Adrian Mastracci of KCM Wealth Management
Adrian Mastracci, president of KCM Wealth Management says, "This is one of the few forms of income splitting still available for spouses."

For Immediate Release

Vancouver, BC (March 14, 2002): An important planning opportunity exists where one spouse is in a lower income tax bracket than the other. It involves loaning funds from one spouse to the other.

Adrian Mastracci, president & fee-only investment counsel at Vancouver based KCM Wealth Management comments, "You may consider lending your spouse some money if your spouse is in a lower income tax bracket than your own or in a low income. The benefits are well worth looking at."

"The key is to charge interest at least at the Canada Customs and Revenue Agency prescribed rate on all funds loaned to your spouse," notes Mastracci, "The prescribed rate for the first quarter ending March 31, 2002 is set at 3%."

"The great news is that the prescribed rate drops to 2% for the second quarter ending June 30, 2002," remarks Mastracci, "Better yet, the loan rate can be locked in for a long period of time."

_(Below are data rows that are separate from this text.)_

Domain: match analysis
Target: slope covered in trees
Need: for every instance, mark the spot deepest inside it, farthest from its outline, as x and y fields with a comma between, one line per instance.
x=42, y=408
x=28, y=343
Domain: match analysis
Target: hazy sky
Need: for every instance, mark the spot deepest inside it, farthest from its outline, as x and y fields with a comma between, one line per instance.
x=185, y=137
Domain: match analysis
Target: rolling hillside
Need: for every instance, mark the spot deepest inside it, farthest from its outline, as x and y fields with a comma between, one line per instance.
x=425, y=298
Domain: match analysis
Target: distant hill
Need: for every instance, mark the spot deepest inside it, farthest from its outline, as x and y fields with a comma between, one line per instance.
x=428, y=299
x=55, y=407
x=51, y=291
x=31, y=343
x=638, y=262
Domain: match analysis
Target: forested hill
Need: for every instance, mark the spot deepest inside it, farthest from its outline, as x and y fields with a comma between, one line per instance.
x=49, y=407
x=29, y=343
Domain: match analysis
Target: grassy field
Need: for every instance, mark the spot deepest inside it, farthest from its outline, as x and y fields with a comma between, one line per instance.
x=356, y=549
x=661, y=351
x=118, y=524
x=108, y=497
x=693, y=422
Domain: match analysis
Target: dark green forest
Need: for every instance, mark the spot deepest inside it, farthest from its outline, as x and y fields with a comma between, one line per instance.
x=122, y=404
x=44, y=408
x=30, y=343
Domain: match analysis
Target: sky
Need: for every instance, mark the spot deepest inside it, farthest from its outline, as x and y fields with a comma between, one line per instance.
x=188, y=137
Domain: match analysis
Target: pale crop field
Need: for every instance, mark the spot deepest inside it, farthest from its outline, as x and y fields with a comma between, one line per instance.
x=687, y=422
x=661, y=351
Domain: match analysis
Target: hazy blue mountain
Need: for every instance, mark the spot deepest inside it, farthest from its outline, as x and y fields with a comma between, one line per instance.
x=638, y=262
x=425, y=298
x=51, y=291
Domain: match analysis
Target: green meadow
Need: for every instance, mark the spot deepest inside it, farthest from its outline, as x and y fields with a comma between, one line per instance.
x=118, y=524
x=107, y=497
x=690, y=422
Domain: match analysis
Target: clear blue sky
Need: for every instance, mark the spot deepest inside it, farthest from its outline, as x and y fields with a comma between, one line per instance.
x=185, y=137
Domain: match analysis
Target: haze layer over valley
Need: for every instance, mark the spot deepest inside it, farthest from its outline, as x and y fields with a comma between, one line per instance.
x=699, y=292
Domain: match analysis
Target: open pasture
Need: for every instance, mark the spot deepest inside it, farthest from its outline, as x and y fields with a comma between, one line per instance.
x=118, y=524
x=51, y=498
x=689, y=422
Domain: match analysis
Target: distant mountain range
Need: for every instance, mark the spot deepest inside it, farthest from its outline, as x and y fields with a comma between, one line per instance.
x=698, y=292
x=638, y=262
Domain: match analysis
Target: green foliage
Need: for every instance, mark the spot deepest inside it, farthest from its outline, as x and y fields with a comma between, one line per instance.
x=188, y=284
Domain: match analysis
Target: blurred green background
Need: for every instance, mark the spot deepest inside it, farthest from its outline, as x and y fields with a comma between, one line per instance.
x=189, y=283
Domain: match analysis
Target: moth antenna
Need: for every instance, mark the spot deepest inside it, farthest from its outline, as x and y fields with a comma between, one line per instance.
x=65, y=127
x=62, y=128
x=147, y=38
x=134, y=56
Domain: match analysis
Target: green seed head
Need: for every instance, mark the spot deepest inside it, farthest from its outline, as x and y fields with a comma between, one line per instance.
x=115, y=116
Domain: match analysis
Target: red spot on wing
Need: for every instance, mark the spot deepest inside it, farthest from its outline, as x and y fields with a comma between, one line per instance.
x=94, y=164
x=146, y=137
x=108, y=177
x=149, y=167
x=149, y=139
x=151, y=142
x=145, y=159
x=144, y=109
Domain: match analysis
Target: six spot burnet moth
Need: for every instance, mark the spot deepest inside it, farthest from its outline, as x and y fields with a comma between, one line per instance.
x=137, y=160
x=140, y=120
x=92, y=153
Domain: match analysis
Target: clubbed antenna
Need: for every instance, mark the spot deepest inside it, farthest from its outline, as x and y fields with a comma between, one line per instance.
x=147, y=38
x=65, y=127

"The recipient spouse invests the funds and reports the income earned on the investments," says Mastracci, "However, the recipient must pay the interest to the lender spouse not later than January 30 of each year following the loan."

"Let's illustrate the process. Say one spouse loans $200,000 to the other at the 2% prescribed rate who then invests it at 5%. The recipient spouse is then taxed on the 3% difference," explains Mastracci, "In this instance, an annual income of $6,000 is shifted to the lower income spouse."

"Making this a long-term arrangement has planning appeal," says Mastracci, "All of the investment income in excess of 2% can be taxed in the hands of the lower tax bracket spouse."

The following also applies to spousal loans:

  • Documentation between the spouses is required as evidence of the loan.
  • There must be actual loan interest payments made to the lending spouse.
  • The lending spouse reports the 2% loan interest income.
  • The CCRA prescribed rate is set every calendar quarter.
  • The 2% prescribed rate is the lowest ever.
  • The prescribed rate may rise for the third quarter.
  • Make sure you pay attention to all the rules.

"This is one of the few forms of income splitting still available for spouses. Over time, and depending on the amount of funds loaned, the lower income spouse can accumulate a bigger nest egg," outlines Mastracci, "It can then be used as a source of income for both now, and during those financial independence or retirement years."

"Loans to a spouse should be made for investment as opposed to consumption purposes," indicates Mastracci, "The recipient spouse pays the prescribed rate regardless of the loan purpose."

"For business owners, there are other variations on this income splitting opportunity that involve family trusts and loans to shareholders," outlines Mastracci, "The shareholder loan rules are much more involved. Therefore, seek professional counsel."

"Clearly, this income splitting provision can achieve significant income tax savings. Especially over a number of years," concludes Mastracci, "More importantly, the family nest egg improves."

"Follow the rules closely if you intend to take advantage of this planning opportunity at the upcoming 2% rate," summarizes Mastracci, "All your strategies, arrangements and documentation must be in place between April 1, 2002 and not later than June 30, 2002."